The dead event sits in the buffer until enough time had passed.
And then forwarded to EventsHistory,
And from there notifies any subscribers.

New node joins

sequenceDiagram
    autonumber
    participant Service
    participant Node1
    participant Node2
    participant Node3
    Node1-->>Node2: CONNECT
    Service-->>Node3: POST /pulse/bar
    Node1-->>Node2: SYNC
    Node1-->>Node3: CONNECT
    Node1-->>Node3: SYNC
    Node2-->>Node1: STATE
    Node3-->>Node1: STATE
    Node1-->>Node3: SYNCHED
    Node3-->>Node1: KA "bar" 1690893373
    Node1-->>Node2: SYNCHED

node1 joins the cluster

node1 connects to node2 (node2 starts buffering update events for node1)
services send POST to any of the nodes, with the device id bar
node1 sends SYNC to node2
node1 connects to node3 (node3 starts buffering update events for node1)
node1 sends SYNC to node3
node2 sends full state update (dump) to node1
node3 sends full state update (dump) to node1
node1 merges the state from node3 and sends SYNCHED to node3, now node3 knows node1 is ready to receive pings and updates.
node3 now forwards the update about bar that it kept between node1 being connected and node1 being synched
node3 merges the state from node2 and sends SYNCHED to node2, now node2 knows node1 is ready to receive pings and updates.

Keep alives between nodes

sequenceDiagram
    autonumber
    participant Node1
    participant Node2
    participant Node3
    Node1-->>Node2: CONNECT
    Node1-->>Node2: SYNC
    Node1-->>Node3: CONNECT
    Node1-->>Node3: SYNC
    Node2-->>Node1: STATE
    Node3-->>Node1: STATE
    Node1-->>Node2: SYNCHED
    Node1-->>Node3: SYNCHED
    Node2-->>Node1: PING
    Node1-->>Node2: PONG
    Node3-->>Node1: PING
    Node1-->>Node3: PONG
    Node2-->>Node1: PING
    Note over Node2,Node1: Some timeout amount of time passes
    Node2-->>Node1: CLOSE_CONNECTION

After the initial SYNC-STATE, every node starts sending PING to all the nodes that are connected to it, these nodes should respond with PONG, if they fail to respond after some time, the nodes closes the connection and they need to reconnect.

Readiness

Each cluster node exposes a GET /ready endpoint that returns 200 OK when node is ready to start serving.

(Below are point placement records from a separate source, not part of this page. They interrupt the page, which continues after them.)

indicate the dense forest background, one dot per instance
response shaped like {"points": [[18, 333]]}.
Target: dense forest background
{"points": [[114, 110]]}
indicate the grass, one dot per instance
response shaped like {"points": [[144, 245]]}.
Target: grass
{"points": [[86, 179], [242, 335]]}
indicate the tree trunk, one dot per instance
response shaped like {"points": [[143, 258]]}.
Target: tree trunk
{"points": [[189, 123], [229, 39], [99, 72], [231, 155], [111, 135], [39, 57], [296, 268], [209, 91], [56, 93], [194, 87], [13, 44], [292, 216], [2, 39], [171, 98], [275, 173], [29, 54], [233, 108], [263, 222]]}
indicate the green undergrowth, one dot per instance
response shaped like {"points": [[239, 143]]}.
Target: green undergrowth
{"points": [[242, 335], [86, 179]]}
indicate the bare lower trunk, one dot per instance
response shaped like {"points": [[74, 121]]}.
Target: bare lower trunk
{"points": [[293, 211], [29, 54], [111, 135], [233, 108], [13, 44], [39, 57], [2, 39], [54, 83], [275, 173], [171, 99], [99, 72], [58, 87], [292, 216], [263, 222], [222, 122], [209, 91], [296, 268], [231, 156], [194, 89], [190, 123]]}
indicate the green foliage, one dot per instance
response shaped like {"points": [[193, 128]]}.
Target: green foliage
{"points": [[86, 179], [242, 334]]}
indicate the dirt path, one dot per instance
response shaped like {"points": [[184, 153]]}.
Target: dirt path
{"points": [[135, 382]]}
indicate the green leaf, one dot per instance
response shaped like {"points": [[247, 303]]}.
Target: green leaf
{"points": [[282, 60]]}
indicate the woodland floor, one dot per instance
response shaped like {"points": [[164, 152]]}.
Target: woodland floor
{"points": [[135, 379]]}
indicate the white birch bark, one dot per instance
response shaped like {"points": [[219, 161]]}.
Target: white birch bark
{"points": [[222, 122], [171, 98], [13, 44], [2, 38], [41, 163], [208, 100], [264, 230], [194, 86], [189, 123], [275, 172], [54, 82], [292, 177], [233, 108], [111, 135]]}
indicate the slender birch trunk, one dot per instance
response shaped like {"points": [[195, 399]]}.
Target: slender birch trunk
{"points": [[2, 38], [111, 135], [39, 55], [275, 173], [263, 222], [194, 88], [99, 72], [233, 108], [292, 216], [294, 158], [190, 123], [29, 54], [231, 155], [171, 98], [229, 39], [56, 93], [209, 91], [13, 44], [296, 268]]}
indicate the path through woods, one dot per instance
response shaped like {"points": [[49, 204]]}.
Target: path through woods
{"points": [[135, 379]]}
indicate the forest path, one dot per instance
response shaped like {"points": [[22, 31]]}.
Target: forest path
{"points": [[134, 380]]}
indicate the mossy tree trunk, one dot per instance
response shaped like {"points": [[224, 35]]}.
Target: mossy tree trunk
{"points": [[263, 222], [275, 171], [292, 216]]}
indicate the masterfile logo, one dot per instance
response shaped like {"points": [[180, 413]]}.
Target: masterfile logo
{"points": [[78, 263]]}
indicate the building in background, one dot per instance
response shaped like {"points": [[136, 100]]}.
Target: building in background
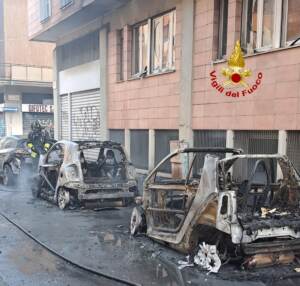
{"points": [[139, 72], [25, 73]]}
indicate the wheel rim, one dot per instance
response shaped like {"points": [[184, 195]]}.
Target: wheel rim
{"points": [[135, 221], [63, 199]]}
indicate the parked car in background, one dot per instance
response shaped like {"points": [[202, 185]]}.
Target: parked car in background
{"points": [[245, 205], [15, 159], [74, 173]]}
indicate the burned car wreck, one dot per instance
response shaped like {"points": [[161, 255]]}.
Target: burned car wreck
{"points": [[245, 205], [74, 173], [15, 159]]}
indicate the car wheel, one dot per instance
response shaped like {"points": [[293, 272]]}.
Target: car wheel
{"points": [[7, 175], [138, 221], [36, 187], [63, 198]]}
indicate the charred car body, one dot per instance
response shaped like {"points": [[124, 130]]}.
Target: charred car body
{"points": [[15, 159], [76, 172], [246, 205]]}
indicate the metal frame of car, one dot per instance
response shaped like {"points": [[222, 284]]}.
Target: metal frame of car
{"points": [[72, 159], [205, 201]]}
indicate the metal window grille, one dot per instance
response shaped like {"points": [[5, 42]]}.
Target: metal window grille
{"points": [[254, 142], [117, 135], [45, 9], [208, 138], [162, 146], [293, 148], [64, 3], [139, 145]]}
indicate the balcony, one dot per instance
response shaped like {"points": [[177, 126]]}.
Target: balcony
{"points": [[14, 74], [64, 20]]}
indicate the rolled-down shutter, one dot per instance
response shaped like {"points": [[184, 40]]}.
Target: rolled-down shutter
{"points": [[45, 119], [85, 108], [64, 118]]}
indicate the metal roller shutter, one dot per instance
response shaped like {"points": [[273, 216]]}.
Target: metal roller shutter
{"points": [[64, 117], [45, 119], [2, 125], [85, 108]]}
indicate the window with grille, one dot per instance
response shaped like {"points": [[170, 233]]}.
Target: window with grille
{"points": [[45, 10], [139, 147], [65, 3], [153, 45]]}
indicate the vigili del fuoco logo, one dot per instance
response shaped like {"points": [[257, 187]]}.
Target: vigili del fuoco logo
{"points": [[236, 75]]}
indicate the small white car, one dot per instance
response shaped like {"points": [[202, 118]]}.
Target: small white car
{"points": [[73, 173]]}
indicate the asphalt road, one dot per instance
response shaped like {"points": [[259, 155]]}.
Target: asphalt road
{"points": [[100, 240]]}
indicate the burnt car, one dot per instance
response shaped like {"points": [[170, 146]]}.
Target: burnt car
{"points": [[248, 206], [15, 159], [75, 173]]}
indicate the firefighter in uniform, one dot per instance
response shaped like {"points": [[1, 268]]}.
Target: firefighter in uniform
{"points": [[38, 141]]}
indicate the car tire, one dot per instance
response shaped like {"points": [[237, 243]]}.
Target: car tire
{"points": [[63, 198], [8, 176], [138, 221], [36, 187]]}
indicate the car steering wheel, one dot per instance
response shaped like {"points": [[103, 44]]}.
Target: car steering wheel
{"points": [[259, 198]]}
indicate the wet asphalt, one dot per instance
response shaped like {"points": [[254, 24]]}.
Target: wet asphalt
{"points": [[100, 240]]}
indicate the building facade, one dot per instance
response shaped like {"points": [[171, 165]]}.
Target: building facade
{"points": [[25, 73], [142, 72]]}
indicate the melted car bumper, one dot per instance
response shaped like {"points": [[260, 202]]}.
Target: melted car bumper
{"points": [[103, 191], [104, 196]]}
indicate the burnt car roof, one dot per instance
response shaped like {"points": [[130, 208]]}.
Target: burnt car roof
{"points": [[101, 144], [212, 150]]}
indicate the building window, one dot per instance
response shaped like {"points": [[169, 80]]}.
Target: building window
{"points": [[65, 3], [117, 135], [154, 45], [45, 10], [223, 23], [268, 24], [163, 40], [120, 54], [139, 148], [162, 147], [140, 48], [291, 23], [254, 142]]}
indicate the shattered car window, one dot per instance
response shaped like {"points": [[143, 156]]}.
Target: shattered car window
{"points": [[8, 142], [56, 155]]}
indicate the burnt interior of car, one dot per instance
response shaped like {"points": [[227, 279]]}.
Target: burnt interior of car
{"points": [[263, 200], [101, 164], [172, 192]]}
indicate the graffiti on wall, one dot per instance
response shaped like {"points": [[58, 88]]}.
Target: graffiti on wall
{"points": [[87, 122], [2, 127]]}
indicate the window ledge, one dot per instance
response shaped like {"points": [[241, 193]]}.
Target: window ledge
{"points": [[151, 75], [67, 5], [45, 20], [257, 53], [142, 171]]}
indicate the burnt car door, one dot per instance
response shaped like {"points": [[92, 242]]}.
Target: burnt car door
{"points": [[7, 145], [169, 197], [50, 169]]}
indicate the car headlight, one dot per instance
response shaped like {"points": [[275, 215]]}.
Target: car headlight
{"points": [[72, 172], [131, 172]]}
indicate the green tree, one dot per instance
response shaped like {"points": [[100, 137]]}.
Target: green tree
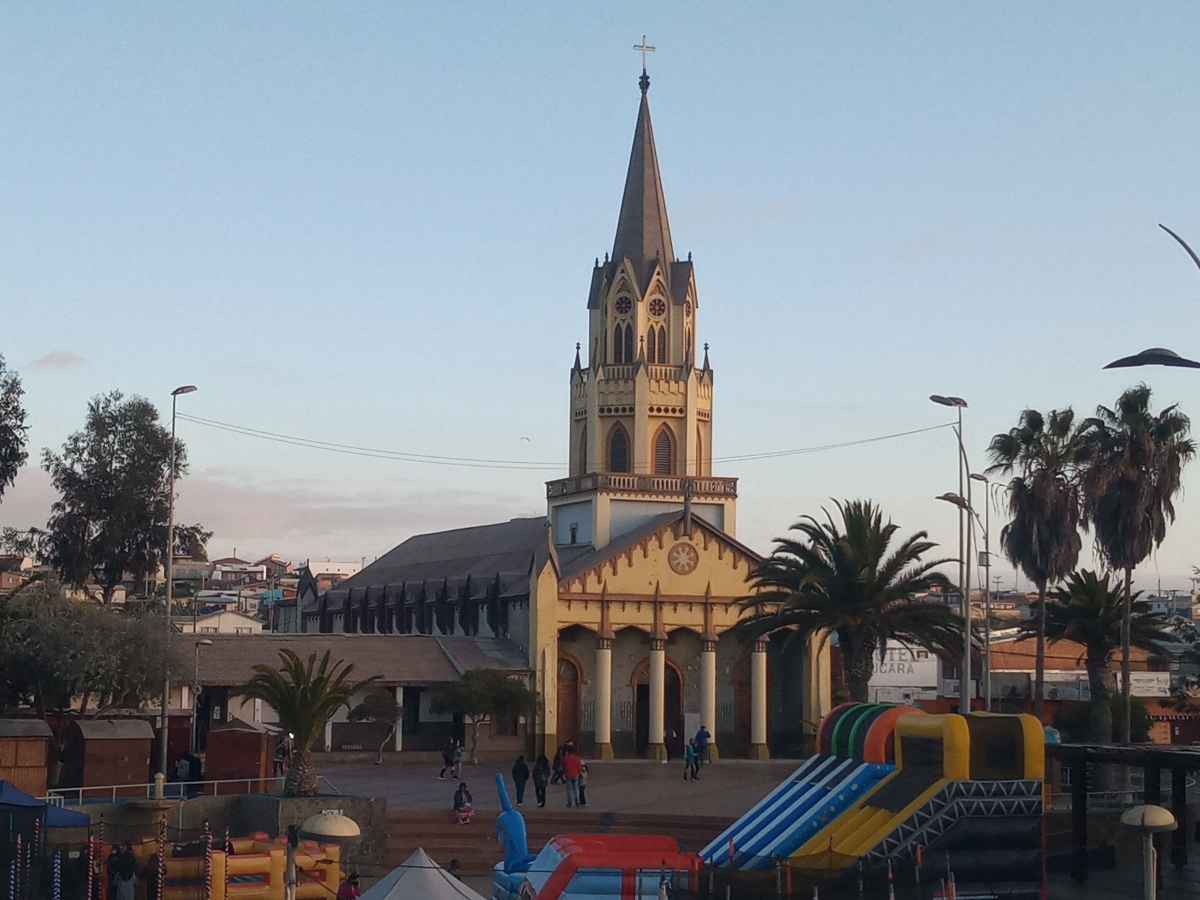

This endpoint intendant to be used as a readiness probe under a Kubernetes Service.

The readiness heuristic works as follows:

Each node has a configurable list of peers.
When node starts, all peer status is set to INITIALIZING.
The node attempts to connect to each peer.
If node fails to connect to a peer, its status set to DEAD.
If node connects to a peer but fails to sync, its status set to SYNC_FAILED.
If sync is successful, its status is SYNCHED.

A node is ready when all it's peers isn't in the INITIALIZING state, so either dead, synched, or failed sync.

Note 1: in case of a failed sync, the node will disconnect from that peer and try connecting and synching again and again for ever.

Note 2: The idea is that a node shouldn't accept http calls until it's done serving, but this isn't currently enforced unless the cluster running inside a k8s service.

Liveness

Each cluster node exposes a GET /ping endpoint that returns 200 PONG when node is alive. This endpoint intendant to be used as a liveness probe under a Kubernetes Service.

Cluster Status

Each cluster node exposes a GET /cluster_status that returns information about the node and its peers:

{
  "up_since": "2023-08-12T14:36:47.061589Z",
  "nodes": {
    "127.0.0.1:5502": {
      "status": "SYNCHED",
      "status_since": "2023-08-12T14:36:48.065119Z",
      "last_ping": "2023-08-12T21:11:04.265606Z",
      "last_sync": "2023-08-12T14:36:48.065120Z"
    },
    "127.0.0.1:5501": {
      "status": "SYNCHED",
      "status_since": "2023-08-12T14:36:47.062256Z",
      "last_ping": "2023-08-12T21:11:04.265359Z",
      "last_sync": "2023-08-12T14:36:47.062256Z"
    }
  }
}

Limitations and potential problems

Doing two GETs to two different instances doesn't guarantee the same result
In case of a long period of network partition nodes will go out of sync, this can be addressed by sending more frequent keep alive messages.
If for example you have 8 nodes and you have a network split between 6 and 2 of the nodes, if we implement peer discovery with etcd each node can know if it's in the majority group or not, and if not stop serving until it reconnects, because we don't have a external registry and if we're the 2 noes that don't see the 6 we can't know if it's because of a network thing or they're really down.
It's not clear what the effect of slowness in the replication, currently messages are being buffered, and we have a keep alive to kill dead nodes, but it's still something we should test.

Persistency

Currently beatboxer supports an optional persistency to disk with rocksdb, this is enabled with --use-rocksdb but there's a significant performance penalty compared with the default in-memory store.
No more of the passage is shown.